The GOP on climate change: delusional, conspiratorial, cowardly
Scientists have long maintained that climate change is real, a major threat to our planet and a man-made problem. But ask any of the leading GOP candidates and they’ll tell you something quite different.
No longer the party of “Reagan the environmentalist” or Nixon the creator of the Environmental Protection Agency, today’s GOP embodies delusional, conspiratorial and cowardly positions on climate change, one of the most pressing issues of our time.
Take Marco Rubio, who doesn’t believe “human activity is causing these dramatic changes to our climate in the way these scientists are portraying it.” Or Rand Paul, who insists that climate change research is “not conclusive.” Fine, except countless studies have shown that evidence of climate change is conclusive, and is most definitely man-made.
Yet candidates like Jeb Bush continue to complain about “this idea that somehow science has decided all this so you can’t have a view.”
The problem is that this not a matter of opinion. These are facts. We can disagree on cultural and social issues. We can even debate the economic impact that fighting global climate change may have, the sacrifices doing so will likely involve. These are reasonable debates, but whether climate change is real and whether it’s a threat is no longer a matter of debate. “These scientists” are not giving us opinions. They are alerting us that something must be done now, telling us what we must know in order to ensure our survival.
But while Rubio and Paul remain unconvinced by a mass of evidence and poor picked-on Bush complains that the scientists are not allowing him his own facts, the climate change denials get even more frightening when we listen to the leading candidates.
Ben Carson has rejected the notion that scientists know what’s happening to our climate: “We may be warming,” he has said, or “we may be cooling.”
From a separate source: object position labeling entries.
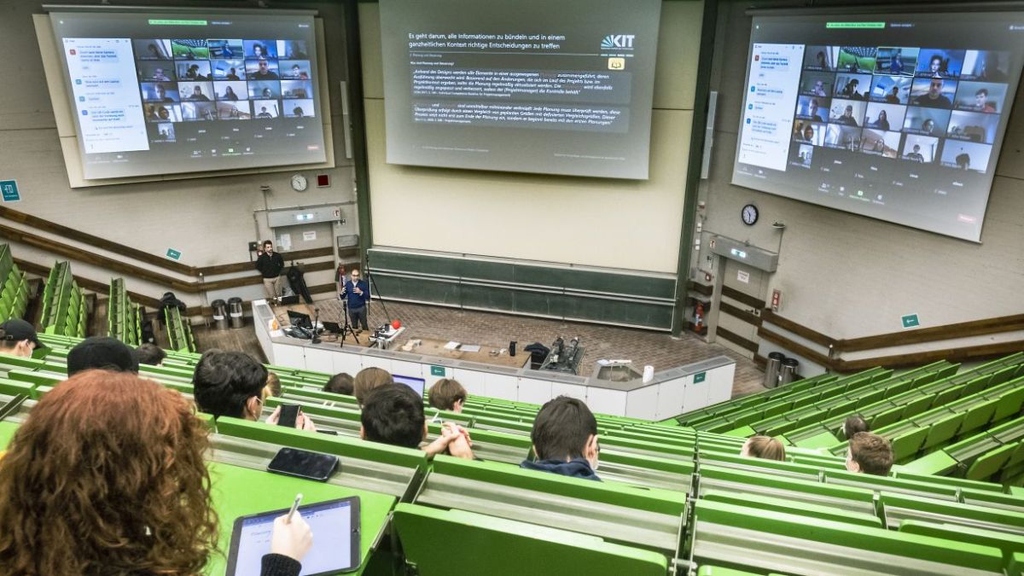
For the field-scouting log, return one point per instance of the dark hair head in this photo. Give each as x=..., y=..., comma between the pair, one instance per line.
x=445, y=393
x=561, y=428
x=393, y=414
x=223, y=381
x=854, y=424
x=102, y=353
x=872, y=453
x=368, y=379
x=150, y=354
x=107, y=476
x=340, y=383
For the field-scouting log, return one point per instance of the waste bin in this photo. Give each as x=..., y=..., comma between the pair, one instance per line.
x=772, y=367
x=220, y=314
x=235, y=311
x=787, y=372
Donald Trump, for his part, has been even clearer on where he stands: “I’m not a believer in global warming, I’m not a believer in manmade global warming,” he has said. In one tweet, he went full conspiracy theorist: “The concept of global warming,” he tweeted, “was made by and for the Chinese in order to make U.S. manufacturing non-competitive.”
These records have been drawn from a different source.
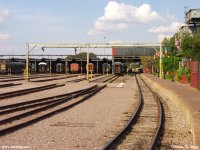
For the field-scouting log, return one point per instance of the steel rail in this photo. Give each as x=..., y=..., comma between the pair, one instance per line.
x=37, y=119
x=113, y=141
x=161, y=115
x=27, y=91
x=39, y=102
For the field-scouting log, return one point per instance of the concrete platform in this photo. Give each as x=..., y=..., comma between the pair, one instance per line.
x=182, y=95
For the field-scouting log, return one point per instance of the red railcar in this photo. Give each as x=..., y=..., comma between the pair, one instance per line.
x=74, y=68
x=91, y=67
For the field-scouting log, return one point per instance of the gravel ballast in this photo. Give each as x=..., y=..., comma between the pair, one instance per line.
x=86, y=126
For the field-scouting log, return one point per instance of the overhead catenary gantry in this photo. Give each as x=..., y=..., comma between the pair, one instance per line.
x=31, y=46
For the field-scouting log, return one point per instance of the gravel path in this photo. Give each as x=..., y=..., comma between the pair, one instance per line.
x=86, y=126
Yes, despite near-unanimous consensus on the part of the scientific community that climate change poses an enormous risk to our species and “an urgent and growing threat” to our national security, leading Republicans continue to deny the undeniable. In the face of overwhelming, clear evidence to the contrary, these candidates’ positions on the issue are not only demonstrably wrong; they are dangerous.
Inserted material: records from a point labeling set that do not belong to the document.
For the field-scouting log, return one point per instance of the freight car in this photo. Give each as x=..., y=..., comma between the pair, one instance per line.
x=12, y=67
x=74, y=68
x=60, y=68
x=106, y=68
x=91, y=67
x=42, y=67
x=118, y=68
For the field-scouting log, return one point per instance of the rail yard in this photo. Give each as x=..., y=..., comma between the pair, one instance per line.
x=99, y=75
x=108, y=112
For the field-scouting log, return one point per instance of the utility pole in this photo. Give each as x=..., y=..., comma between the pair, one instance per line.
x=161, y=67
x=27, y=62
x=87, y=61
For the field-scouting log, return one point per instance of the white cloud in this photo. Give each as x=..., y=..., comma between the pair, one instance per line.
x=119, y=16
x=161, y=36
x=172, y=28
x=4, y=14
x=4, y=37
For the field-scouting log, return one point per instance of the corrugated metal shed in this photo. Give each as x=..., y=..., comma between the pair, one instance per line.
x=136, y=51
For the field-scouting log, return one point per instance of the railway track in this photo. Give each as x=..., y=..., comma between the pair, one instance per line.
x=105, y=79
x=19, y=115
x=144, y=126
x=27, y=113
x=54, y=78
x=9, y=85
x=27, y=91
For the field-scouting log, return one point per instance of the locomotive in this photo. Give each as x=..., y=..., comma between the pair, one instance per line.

Voters should remember that what we do (or not do) today will have tremendous repercussion for future generations and determine the kind of world and the kind of life we leave to our children and grandchildren. We can be selfish and ignore the problem, or we can be a courageous nation and do something about it before it is too late.
Eladio Bobadilla, from Durham, N.C., is a third-year Ph.D. student in the department of history at Duke.